Al estudiar esta clase de Escuela Dominical de Doctrinas y Convenios entendamos que el objetivo es tomar la resolución de fortalecer el reino de Dios por medio del servicio diligente, en particular, dando a conocer el Evangelio a través la obra misional.

Servir con todo vuestro corazón, alma, mente y fuerza

Al leer D. y C. 3:1-2, veremos los requisitos que nos pide el Señor para poder servir en Su reino. Esto es con todo nuestro corazón, alma, mente y fuerza. El Padre de José Smith dedicó su vida al servicio del Señor. A continuación el siguiente relato:

“Joseph Smith, padre, poseía un gran testimonio de la verdad y siempre tenía deseos de compartir el Evangelio con los demás. Tenía casi sesenta años cuando realizó el fatigoso viaje… para llevar el Evangelio a sus padres, a sus hermanas y hermanos. Poco después de su regreso [a casa], fue llevado a la cárcel por una pequeña deuda de sólo catorce dólares, porque no quiso negar la divinidad del Libro de Mormón, lo cual era el requisito que se le pedía para saldar la deuda. Fue puesto en una celda junto a un condenado por asesinato y dejado allí sin comida durante cuatro días. Más tarde, fue trasladado al sitio donde trabajaban los presos y allí predicó el Evangelio y convirtió a dos personas, las que más adelante él bautizó. Estuvo en la cárcel un mes entero antes de que su familia pudiese obtener su libertad” .

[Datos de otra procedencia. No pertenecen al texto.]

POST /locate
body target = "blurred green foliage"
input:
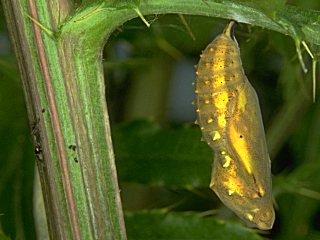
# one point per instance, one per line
(163, 167)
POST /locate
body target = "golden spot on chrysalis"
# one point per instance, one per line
(216, 136)
(230, 192)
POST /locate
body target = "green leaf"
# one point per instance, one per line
(147, 154)
(169, 226)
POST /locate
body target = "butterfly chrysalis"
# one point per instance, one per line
(230, 120)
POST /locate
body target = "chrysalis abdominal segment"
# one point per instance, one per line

Lección 11 Doctrina y Convenios: “… el campo blanco está ya para siega”

El campo blanco está

En Doctrina y Convenios, el Señor explica la urgencia de predicar el Evangelio. Eso se debe a que el propósito de la obra misional es “la salvación de almas”. El élder Henry B. Eyring relató la siguiente experiencia:

“Es muy fácil decir: ‘El momento no es oportuno’. Pero existe el peligro de la postergación. Hace años trabajé con un hombre en California que me empleó, fue bondadoso conmigo y parecía respetarme mucho. Quizás yo era el único Santo de los Últimos Días que él jamás había conocido bien. No sé cuáles fueron todas las razones por las que esperé un momento más oportuno para hablarle acerca del Evangelio. Sólo recuerdo los sentimientos de pesar que experimenté cuando, después de haberse jubilado y mudado a otro lugar, me enteré de que él y su esposa habían muerto en un accidente de automóvil una noche en que se dirigían a su hogar en Carmel, California. Él amaba a su esposa y a sus hijos; había amado a sus padres; amaba a sus nietos, y amará a los hijos de éstos y querrá vivir con ellos para siempre.

“Ahora bien, no sé cómo se relacionarán las multitudes en la vida venidera, pero supongo que lo encontraré, que me mirará a los ojos y que percibiré en los de él la pregunta: ‘¿Tú lo sabías? ¿Por qué no me lo dijiste?’ ”

Al servir diligentemente al Señor, recibiremos hermosas bendiciones por compartir el Evangelio y bendeciremos la vida de otras personas y sus generaciones también.